Through his evocative photographs, of sober refinement, he endeavours to show what the eye doesn’t normally see ; “Photography is for me an art of representation in every sense of the word. My touch is to intervene and conceive on the spot my personal universe. To show things as they appear to most of the people is not interesting to me anymore. I leave the documentary world for them, and what matters to me is to try to suggest them that one can see differently.”  He thus adapts reality, in a desire to assume the theatrical characteristics of photography, which is always a setting of reality in the lens. “I like when we feel a slight intervention of the photographer in the images.” His very sincere view creates an accomplice dialogue with the world; his models of great presence challenge the viewer, with an assumed gaze to the camera. To the theatre of objects must be added a puppet theatre in the dunes. Capturing the simple essence of the gesture, his oeuvre creates an essential harmony between the elements, and strives to express a suspended time made of quiet “silent memories’. He successfully builds a quirky universe foiling our visual conventions, a very personal poetry of the everyday life, a questioning about time, by distancing the subject and making it timeless, and a soothing universality of humour and tenderness. But he keeps a refreshing humility, and doesn’t consider himself as a professional photographer but a “serious photographer”.

This claim of this amateur status – notably alongside amateur clubs of photography -  also dispensed him with explanations and manifests, giving him a complete freedom of tone, but without tarnishing  what he considers a daily passion which is all of his life and in which he defines all his life. Soon the owner of a photographic material shop, this banal exterior hides in fact a spirit of incomparable inventiveness and freedom. In his unique world, made of fantasy, of a sharp sense of observation, of a certain formal rigour, he deploys a tender humanism, a unique sense of communication – which enables him to connect with the numerous children he photographed, and a generous empathy with the world and the models he draws from it. This sensitivity, together with a refined and synthetic vision, lend to his work an always renewed freshness, his eyes being just like those of a child, inventing a world by transcending the fragments of the most innocuous everyday life.

Shoji Ueda was born in 1913 in Sakaiminato, in the south-west of Japan.

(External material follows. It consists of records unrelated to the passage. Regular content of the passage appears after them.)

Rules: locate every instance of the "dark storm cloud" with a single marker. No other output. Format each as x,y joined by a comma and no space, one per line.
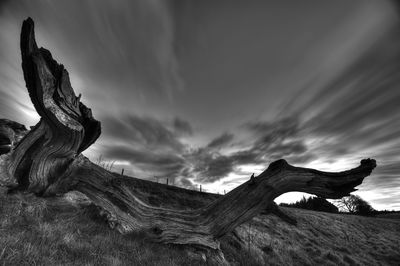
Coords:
142,131
182,127
221,141
150,161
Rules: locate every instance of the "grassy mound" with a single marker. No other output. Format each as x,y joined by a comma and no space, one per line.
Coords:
68,231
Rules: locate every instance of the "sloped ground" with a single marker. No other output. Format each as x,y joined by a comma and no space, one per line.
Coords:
68,231
324,239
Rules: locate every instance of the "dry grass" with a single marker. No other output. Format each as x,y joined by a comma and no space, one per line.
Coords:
325,239
59,231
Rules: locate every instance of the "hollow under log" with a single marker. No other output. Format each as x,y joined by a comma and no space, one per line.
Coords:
48,161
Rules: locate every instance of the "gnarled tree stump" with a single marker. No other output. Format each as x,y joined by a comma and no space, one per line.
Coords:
48,161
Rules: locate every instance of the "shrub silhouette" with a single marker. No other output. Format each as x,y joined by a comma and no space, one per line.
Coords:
313,203
355,204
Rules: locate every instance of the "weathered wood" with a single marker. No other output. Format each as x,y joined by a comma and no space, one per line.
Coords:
66,128
10,133
47,161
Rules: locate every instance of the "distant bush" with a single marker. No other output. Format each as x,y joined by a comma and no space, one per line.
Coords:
313,203
355,204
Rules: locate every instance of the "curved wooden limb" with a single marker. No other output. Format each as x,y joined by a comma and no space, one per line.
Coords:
66,127
47,161
203,227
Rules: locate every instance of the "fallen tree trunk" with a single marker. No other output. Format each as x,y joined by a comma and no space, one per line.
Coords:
47,161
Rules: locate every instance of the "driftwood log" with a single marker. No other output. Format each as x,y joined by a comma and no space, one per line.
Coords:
47,161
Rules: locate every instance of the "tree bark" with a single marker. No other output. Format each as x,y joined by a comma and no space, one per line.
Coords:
47,161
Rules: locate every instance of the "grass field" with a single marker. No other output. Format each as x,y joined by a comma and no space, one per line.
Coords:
68,231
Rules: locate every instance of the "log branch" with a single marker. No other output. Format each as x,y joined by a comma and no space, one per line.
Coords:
47,161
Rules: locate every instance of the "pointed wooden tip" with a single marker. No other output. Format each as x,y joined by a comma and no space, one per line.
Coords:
28,43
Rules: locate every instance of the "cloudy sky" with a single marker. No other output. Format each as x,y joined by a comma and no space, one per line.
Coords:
209,92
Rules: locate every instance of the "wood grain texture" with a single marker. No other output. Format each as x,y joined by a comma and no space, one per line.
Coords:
48,161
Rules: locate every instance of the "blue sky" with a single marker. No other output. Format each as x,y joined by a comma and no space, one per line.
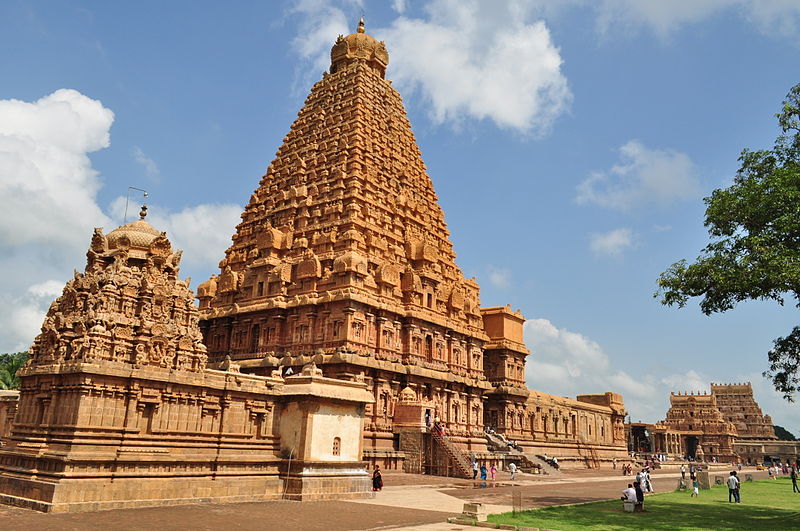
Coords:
570,143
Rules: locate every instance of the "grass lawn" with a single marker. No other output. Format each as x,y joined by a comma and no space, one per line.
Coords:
768,504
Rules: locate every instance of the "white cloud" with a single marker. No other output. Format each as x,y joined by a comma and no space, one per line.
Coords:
202,231
320,23
612,243
149,165
568,363
690,381
500,277
48,190
466,59
643,177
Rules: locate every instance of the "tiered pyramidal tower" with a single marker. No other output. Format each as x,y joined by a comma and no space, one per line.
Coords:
343,256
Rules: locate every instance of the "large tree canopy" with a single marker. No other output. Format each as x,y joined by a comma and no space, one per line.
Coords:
754,252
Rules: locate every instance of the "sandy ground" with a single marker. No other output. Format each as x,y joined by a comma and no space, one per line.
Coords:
407,502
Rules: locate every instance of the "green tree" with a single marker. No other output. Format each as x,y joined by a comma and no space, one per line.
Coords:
754,252
9,365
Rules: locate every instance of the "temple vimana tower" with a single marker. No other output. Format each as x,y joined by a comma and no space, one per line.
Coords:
337,333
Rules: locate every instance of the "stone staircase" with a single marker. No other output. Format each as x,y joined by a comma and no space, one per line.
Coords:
498,444
461,463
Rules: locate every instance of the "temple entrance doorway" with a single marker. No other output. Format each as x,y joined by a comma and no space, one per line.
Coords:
691,446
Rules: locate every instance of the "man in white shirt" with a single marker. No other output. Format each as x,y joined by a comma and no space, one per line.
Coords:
733,488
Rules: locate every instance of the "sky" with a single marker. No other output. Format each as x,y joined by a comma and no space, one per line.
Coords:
571,144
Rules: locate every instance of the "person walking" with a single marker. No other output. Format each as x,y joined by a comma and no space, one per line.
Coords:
733,487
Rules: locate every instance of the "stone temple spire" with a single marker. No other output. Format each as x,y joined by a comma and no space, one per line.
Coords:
346,212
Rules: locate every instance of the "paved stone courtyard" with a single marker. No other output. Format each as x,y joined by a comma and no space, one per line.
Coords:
407,502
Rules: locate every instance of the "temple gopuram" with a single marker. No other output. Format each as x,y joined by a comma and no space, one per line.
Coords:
338,334
725,425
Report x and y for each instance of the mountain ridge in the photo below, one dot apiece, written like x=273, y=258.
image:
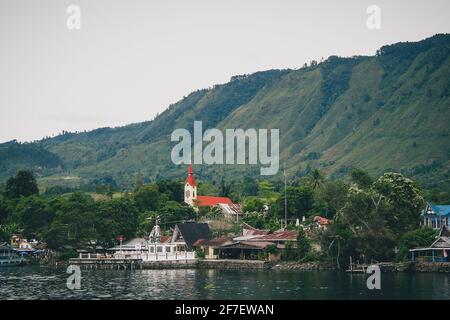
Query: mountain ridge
x=384, y=112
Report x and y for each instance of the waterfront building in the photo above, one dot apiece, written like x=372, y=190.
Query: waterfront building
x=250, y=245
x=9, y=256
x=438, y=251
x=435, y=216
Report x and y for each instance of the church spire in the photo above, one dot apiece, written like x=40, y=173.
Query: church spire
x=191, y=179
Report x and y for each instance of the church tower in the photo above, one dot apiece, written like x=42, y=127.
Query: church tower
x=190, y=188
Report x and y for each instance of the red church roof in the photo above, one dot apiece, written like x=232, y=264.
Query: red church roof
x=191, y=179
x=208, y=201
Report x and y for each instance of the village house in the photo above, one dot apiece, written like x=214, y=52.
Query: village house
x=191, y=197
x=438, y=251
x=248, y=246
x=435, y=216
x=178, y=246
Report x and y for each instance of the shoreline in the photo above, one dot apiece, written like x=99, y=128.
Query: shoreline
x=228, y=264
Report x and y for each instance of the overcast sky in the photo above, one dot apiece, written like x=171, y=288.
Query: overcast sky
x=131, y=58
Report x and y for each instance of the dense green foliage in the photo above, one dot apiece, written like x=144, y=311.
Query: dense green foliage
x=383, y=113
x=77, y=220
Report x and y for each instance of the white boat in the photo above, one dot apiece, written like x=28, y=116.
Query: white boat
x=9, y=256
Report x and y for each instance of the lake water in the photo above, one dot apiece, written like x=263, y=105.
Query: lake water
x=33, y=282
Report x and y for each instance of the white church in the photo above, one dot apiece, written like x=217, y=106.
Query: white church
x=192, y=198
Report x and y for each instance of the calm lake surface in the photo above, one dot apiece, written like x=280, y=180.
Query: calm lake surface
x=33, y=282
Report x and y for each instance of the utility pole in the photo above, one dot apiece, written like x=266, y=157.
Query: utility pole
x=285, y=200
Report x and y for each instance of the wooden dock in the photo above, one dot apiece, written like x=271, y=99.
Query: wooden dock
x=107, y=263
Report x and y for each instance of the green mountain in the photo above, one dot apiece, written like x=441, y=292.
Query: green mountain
x=385, y=112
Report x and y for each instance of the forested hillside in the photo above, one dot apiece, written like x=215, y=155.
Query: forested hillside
x=385, y=112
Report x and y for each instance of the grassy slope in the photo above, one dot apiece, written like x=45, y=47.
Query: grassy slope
x=384, y=112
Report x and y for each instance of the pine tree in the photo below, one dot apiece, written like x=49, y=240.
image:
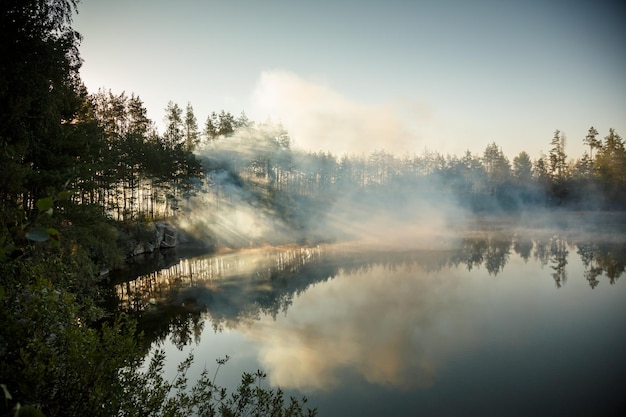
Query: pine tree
x=191, y=133
x=174, y=135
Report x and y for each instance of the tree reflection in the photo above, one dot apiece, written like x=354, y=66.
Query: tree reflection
x=558, y=259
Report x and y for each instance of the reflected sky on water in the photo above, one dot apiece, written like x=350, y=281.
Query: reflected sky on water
x=501, y=325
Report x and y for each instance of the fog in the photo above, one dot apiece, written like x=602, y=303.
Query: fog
x=323, y=119
x=258, y=192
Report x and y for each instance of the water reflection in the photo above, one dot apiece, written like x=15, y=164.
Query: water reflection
x=244, y=286
x=337, y=320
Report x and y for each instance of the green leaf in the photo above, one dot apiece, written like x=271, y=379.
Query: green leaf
x=45, y=204
x=55, y=236
x=38, y=234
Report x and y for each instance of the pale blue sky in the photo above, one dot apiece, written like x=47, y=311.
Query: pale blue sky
x=354, y=76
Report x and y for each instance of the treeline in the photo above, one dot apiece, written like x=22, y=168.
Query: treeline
x=481, y=182
x=72, y=167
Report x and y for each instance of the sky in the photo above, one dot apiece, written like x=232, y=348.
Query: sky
x=355, y=76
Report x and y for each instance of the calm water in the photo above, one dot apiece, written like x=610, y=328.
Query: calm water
x=494, y=323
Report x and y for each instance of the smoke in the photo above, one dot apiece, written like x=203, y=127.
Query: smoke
x=243, y=205
x=321, y=119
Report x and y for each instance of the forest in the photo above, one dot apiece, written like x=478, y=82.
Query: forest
x=80, y=170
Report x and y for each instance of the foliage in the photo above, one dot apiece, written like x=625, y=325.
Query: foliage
x=158, y=397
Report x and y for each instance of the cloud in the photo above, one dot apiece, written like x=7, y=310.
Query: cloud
x=319, y=118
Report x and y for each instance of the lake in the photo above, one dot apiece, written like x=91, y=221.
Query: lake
x=497, y=321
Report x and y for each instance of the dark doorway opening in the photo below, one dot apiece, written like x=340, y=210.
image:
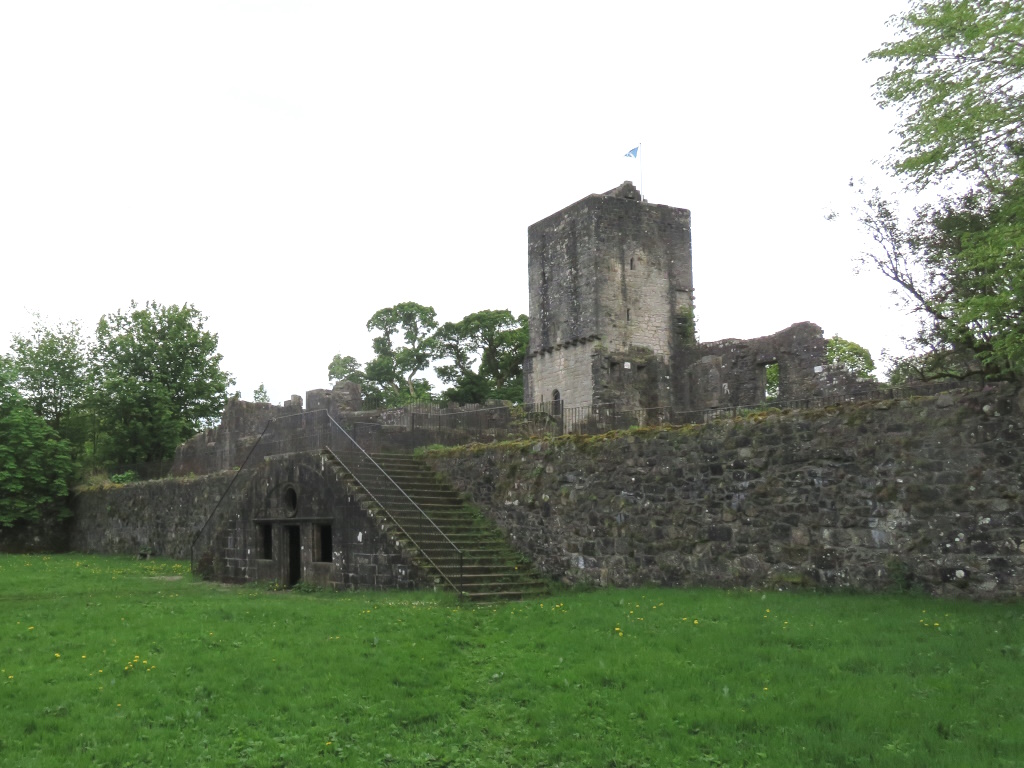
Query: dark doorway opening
x=294, y=555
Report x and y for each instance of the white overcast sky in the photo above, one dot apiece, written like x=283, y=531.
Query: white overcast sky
x=291, y=167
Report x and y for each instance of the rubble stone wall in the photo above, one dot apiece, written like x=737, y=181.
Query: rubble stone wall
x=925, y=493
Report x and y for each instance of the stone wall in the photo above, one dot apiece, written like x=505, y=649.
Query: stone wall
x=160, y=517
x=282, y=497
x=924, y=492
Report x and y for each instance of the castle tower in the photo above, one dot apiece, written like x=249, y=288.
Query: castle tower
x=610, y=301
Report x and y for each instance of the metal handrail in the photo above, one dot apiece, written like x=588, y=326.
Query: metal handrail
x=202, y=530
x=404, y=532
x=312, y=440
x=388, y=478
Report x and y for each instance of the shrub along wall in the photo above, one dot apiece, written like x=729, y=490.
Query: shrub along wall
x=923, y=492
x=160, y=517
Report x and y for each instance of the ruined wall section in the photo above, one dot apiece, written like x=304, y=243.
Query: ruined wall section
x=160, y=517
x=731, y=372
x=924, y=493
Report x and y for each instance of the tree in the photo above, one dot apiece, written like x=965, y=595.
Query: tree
x=52, y=372
x=494, y=340
x=35, y=464
x=390, y=377
x=158, y=380
x=851, y=355
x=345, y=369
x=955, y=81
x=957, y=263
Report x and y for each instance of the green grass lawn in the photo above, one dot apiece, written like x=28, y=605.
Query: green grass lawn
x=116, y=662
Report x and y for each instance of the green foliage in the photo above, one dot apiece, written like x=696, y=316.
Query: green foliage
x=480, y=355
x=955, y=77
x=410, y=679
x=390, y=377
x=158, y=380
x=957, y=263
x=345, y=369
x=35, y=464
x=851, y=355
x=52, y=370
x=496, y=341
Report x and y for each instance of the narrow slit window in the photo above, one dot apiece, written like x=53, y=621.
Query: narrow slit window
x=264, y=534
x=771, y=382
x=326, y=549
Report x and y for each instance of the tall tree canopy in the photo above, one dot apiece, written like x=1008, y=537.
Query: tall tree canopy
x=480, y=356
x=495, y=341
x=391, y=376
x=957, y=81
x=52, y=371
x=35, y=464
x=158, y=379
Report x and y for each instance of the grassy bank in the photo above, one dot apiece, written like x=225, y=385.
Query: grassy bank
x=120, y=663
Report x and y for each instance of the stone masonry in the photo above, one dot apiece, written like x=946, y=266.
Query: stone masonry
x=923, y=493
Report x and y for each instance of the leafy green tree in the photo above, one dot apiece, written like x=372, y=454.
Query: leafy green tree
x=35, y=464
x=345, y=369
x=854, y=357
x=158, y=380
x=955, y=81
x=51, y=366
x=391, y=376
x=958, y=264
x=493, y=340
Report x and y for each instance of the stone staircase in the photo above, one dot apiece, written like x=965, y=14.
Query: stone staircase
x=491, y=569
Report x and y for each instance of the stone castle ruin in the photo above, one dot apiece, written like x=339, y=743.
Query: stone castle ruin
x=611, y=318
x=891, y=489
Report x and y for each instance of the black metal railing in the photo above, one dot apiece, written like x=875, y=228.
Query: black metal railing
x=316, y=431
x=389, y=497
x=425, y=424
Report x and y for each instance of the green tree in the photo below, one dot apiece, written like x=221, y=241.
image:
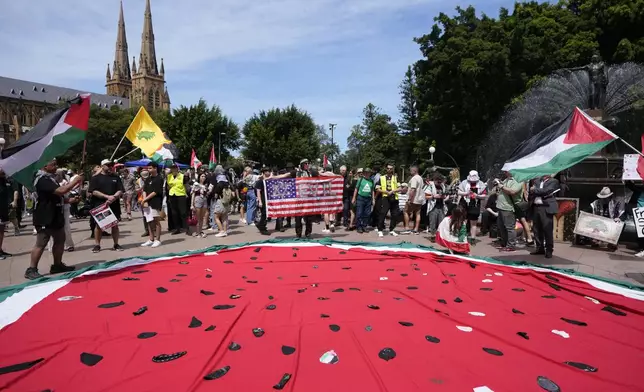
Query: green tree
x=280, y=136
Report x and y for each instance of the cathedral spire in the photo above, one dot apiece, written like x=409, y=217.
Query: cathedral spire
x=148, y=52
x=121, y=57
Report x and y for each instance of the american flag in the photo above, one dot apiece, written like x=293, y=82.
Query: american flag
x=303, y=196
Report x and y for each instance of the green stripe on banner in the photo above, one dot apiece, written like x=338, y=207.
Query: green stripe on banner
x=559, y=162
x=11, y=290
x=58, y=146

Very young, he thinks of becoming a painter, and at fifteen years-old his father offers him his first camera. At eighteen years old he already belong to groups of amateur photographers, and in 1932 he graduates from the Tokyo Oriental Photography School. Until his disappearing in 2000, he dedicated his life to photography in his native region, far from Tokyo’s profusion, in an aesthete spirit which claims his amateurism. However, Shoji Ueda has been internationally praised as one of the leading Japanese photographer, to whom a museum has even been dedicated in 1995, the Shoji Ueda Shashin Bijutsukan (Shoji Ueda Museum of Photography).

Recently, his works have been exhibited in the  Musée de l’Elysée (Lausanne, 1990), Tokyo Station Gallery (1993), Galerie municipale du Château d’Eau (Toulouse, 1994), Gallery Bodo Niemann (Berlin, 1999), Galleria Carla Sozzani (Milan, 1999), Howard Greenberg Gallery (New York, 2002), Tokyo Metropolitan Museum of Photography (2005), Fundacion La Caixa (Madrid, 2005), Musée de l’Elysée (Lausanne, 2006), Maison Européenne de la Photographie (Paris, 2008).

His work has been collected by public collections such as the Shoji Ueda Museum of Photogaphy (Tottori, Japan), and the Musée d’Art Moderne (Paris).